In the clip below, we highlight some of that rim-protecting verticality in action.
This isn’t necessarily a skill that will get da Silva drafted, but it serves as a positive indicator for his ability to act as a small ball five in certain lineups without being physically punished or forced into hacking bigger post players.
Off-Ball Mobility and Rim-Finishing
So much of modern basketball everywhere in the world is predicated off of motion, ball movement, and quick attacks out of transition. One of the most sound aspects of da Silva’s profile as a professional prospect is that he would thrive in the wide array of systems that value these principles. It may not be sexy, but da Silva’s natural disposition to always keep moving and practice patience while finishing around the rim are both traits that are difficult to teach. These instincts will allow for a much more fundamentally sound transition to the next level of basketball.

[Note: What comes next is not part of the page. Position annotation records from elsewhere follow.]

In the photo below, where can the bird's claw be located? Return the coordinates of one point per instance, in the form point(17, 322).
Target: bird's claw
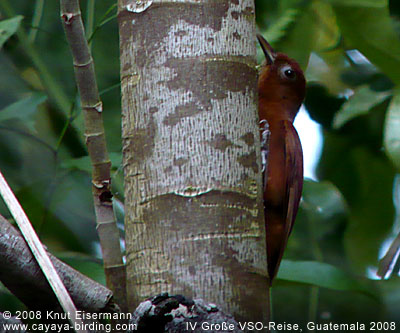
point(264, 143)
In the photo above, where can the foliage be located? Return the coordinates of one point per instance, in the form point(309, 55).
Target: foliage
point(350, 50)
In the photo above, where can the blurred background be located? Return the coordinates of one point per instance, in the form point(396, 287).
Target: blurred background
point(349, 127)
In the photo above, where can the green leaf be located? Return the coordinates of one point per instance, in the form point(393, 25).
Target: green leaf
point(363, 100)
point(8, 28)
point(361, 3)
point(302, 37)
point(321, 275)
point(84, 164)
point(368, 27)
point(324, 205)
point(278, 29)
point(24, 109)
point(84, 264)
point(392, 130)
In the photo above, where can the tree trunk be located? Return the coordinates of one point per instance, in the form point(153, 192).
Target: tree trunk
point(194, 213)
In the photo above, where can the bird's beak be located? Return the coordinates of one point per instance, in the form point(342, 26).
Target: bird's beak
point(269, 52)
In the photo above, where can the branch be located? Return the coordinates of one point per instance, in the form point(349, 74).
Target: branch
point(39, 252)
point(20, 273)
point(96, 143)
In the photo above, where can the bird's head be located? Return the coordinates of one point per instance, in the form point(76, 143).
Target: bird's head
point(281, 80)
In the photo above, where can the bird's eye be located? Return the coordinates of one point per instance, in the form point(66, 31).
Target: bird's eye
point(288, 73)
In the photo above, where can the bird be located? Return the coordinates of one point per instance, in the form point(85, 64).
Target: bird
point(281, 91)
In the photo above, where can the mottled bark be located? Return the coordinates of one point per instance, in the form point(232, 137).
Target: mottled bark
point(194, 214)
point(21, 274)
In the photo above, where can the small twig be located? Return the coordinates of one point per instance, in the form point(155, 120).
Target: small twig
point(39, 253)
point(96, 143)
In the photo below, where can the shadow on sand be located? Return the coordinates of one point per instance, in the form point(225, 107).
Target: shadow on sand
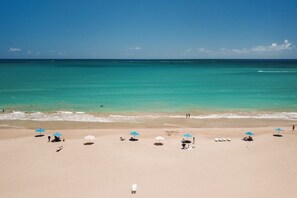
point(88, 143)
point(133, 139)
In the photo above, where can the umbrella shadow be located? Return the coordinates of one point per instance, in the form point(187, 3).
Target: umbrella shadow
point(89, 143)
point(133, 139)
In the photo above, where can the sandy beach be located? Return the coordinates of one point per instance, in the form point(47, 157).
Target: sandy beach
point(31, 167)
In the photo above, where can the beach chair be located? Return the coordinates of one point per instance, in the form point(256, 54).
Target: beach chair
point(133, 188)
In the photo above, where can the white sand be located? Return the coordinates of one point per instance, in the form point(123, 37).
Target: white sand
point(31, 167)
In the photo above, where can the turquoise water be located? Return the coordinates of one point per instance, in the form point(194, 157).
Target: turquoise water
point(148, 85)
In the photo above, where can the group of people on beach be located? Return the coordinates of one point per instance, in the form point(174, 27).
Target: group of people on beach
point(186, 143)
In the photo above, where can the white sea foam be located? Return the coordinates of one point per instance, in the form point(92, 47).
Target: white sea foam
point(281, 71)
point(274, 115)
point(84, 117)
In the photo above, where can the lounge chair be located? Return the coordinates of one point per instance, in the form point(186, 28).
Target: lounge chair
point(133, 188)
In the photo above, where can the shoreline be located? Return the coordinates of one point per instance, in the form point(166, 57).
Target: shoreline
point(265, 167)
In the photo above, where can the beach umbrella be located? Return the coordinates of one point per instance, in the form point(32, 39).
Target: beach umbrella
point(249, 133)
point(187, 135)
point(134, 133)
point(159, 138)
point(279, 129)
point(90, 138)
point(40, 130)
point(57, 134)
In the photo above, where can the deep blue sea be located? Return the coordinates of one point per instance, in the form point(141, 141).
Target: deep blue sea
point(40, 87)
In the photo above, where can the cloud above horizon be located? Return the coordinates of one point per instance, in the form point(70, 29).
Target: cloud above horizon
point(274, 47)
point(13, 49)
point(135, 48)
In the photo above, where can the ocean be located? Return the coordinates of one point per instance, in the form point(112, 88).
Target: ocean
point(84, 90)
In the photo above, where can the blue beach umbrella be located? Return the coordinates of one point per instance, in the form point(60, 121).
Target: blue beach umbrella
point(187, 135)
point(249, 133)
point(57, 134)
point(40, 130)
point(279, 129)
point(134, 133)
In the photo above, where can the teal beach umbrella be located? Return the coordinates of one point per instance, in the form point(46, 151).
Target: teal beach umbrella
point(249, 133)
point(279, 129)
point(187, 135)
point(134, 133)
point(40, 130)
point(57, 134)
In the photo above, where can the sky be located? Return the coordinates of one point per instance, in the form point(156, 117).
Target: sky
point(148, 29)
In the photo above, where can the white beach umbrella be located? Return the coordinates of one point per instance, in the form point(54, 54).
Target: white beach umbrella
point(90, 138)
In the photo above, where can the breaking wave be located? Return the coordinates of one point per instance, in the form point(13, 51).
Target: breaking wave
point(85, 117)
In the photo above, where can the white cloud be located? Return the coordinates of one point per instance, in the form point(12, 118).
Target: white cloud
point(203, 50)
point(187, 51)
point(135, 48)
point(274, 47)
point(286, 45)
point(12, 49)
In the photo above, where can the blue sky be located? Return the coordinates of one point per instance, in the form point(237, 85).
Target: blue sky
point(148, 29)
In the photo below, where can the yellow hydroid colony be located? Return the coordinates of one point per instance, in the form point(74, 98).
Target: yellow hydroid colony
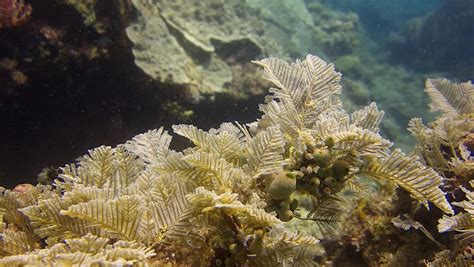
point(226, 199)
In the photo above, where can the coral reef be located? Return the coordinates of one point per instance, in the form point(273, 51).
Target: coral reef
point(444, 145)
point(224, 200)
point(203, 42)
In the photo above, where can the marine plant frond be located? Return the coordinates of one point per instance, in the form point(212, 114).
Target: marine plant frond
point(355, 185)
point(88, 250)
point(327, 125)
point(290, 80)
point(288, 249)
point(255, 217)
point(360, 142)
point(172, 202)
point(326, 215)
point(10, 205)
point(16, 242)
point(460, 222)
point(204, 200)
point(450, 98)
point(406, 222)
point(229, 128)
point(264, 152)
point(406, 171)
point(95, 169)
point(468, 204)
point(227, 145)
point(49, 223)
point(151, 146)
point(429, 144)
point(446, 258)
point(197, 136)
point(304, 90)
point(368, 118)
point(80, 194)
point(213, 171)
point(324, 79)
point(286, 116)
point(119, 217)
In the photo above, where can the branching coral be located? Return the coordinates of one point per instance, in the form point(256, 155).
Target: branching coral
point(224, 200)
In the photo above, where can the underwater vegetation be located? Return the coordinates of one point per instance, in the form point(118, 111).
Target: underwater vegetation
point(226, 200)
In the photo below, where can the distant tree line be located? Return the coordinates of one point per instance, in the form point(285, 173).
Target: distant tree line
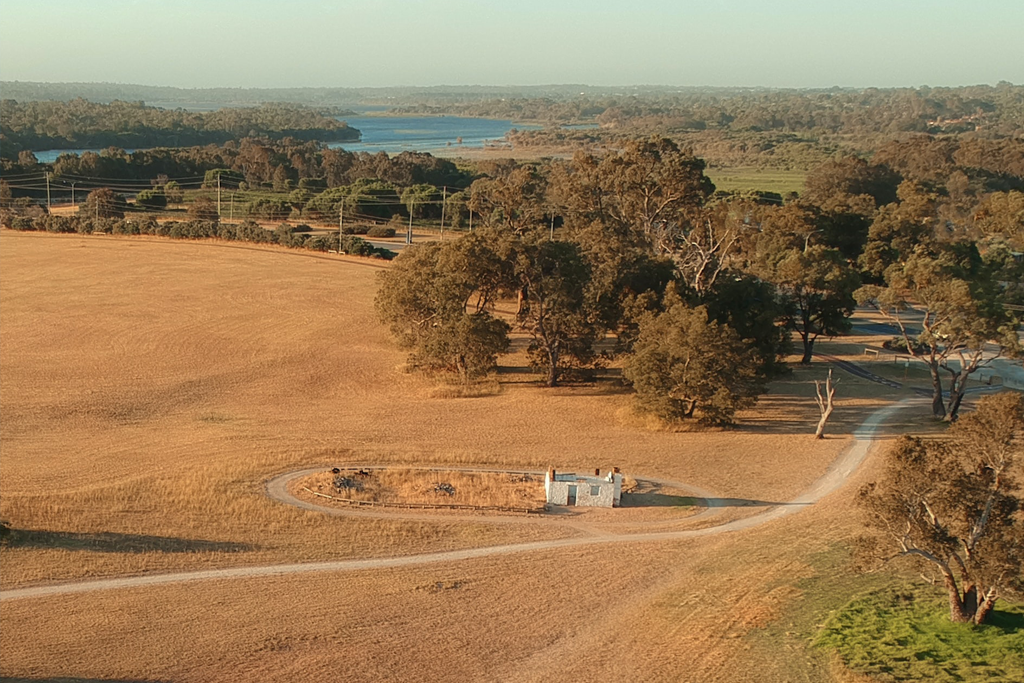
point(57, 125)
point(997, 110)
point(104, 212)
point(700, 292)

In the clip below, we highlight da Silva’s finishing ability and the positive outcomes of his constant, purposeful movement.
While this is a small sample-size summarization of his habits, a deep dive into all of da Silva’s film will show that, time after time, he actively searches out gaps and opposing defensive overreactions and will punish those lapses, accordingly.
Oscar da Silva is a unique prospect who has seemingly lost some of the mystique, intrigue, and allure that originally made him such an exciting international prospect pre-NCAA. While da Silva doesn’t necessarily make the flashy highlight plays, he certainly understands his role and consistently shows that he wants to make the right play and do the little things that don’t always show-up in the box score. The most prominent swing skill that will likely determine da Silva’s future in professional basketball is his jump shot. If he can become a more willing shooter and eclipse the 35% threshold from deep this season, he begins to take the shape of a theoretically draftable player, as NBA teams tend to value versatility, length, and instincts from hybrid forward prospects.
If his shooting percentages and scoring output generally plateau, da Silva likely finishes out his collegiate career with Stanford and goes on to have an excellent career in the BBL and EuroLeague. This represents da Silva’s most likely professional basketball path, but don’t bet against him finally engaging his untapped potential.